Learn English – This is the watch that I (have/had/–) lost. — what’s the difference

past-perfectpast-tensepast-vs-past-perfect

I've got a sentence on a learner's site, "This is the watch that I had lost" and now it's puzzling me. What's the rule to use the Past Perfect here? And why should I use specifically this tense?

It's stated, that this sentence is right and well-formed. But if someone replaced "had" by "have":
"This is the watch that I have lost", it would be impossible unless the watch is shown on a photo. Is it right?

Why can't I just use the Past Simple here: "This is the watch that I lost" ?

Best Answer

As you say, what you would ordinarily say is

This is the watch that I lost.

If you are required by the imbecility of testwriters to use a perfect, it must be a past perfect.

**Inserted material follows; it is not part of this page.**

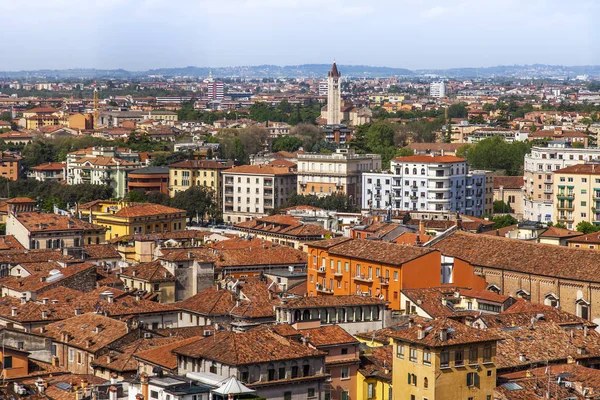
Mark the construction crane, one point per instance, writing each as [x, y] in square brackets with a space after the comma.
[95, 106]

Because you now have the watch, you cannot say that you have lost it (except in a very unlikely 'experiential' sense of the perfect). Consequently, only the past perfect would be at all likely.

  • CORRECTION, thanks to Sydney: It is also possible that you don't have the watch but are "showing a photo of" it; in this case the present perfect would be appropriate—but not required.

However, the past perfect is not required; in fact, it is inappropriate unless there is in the discourse some salient past time to which the perfect is related. For instance:

Officer Thomas arrested me for behaving suspiciously, even though I told him I was looking for my watch. But my friend Joe went back and found it, right where I was looking. This is the very watch that I had lost!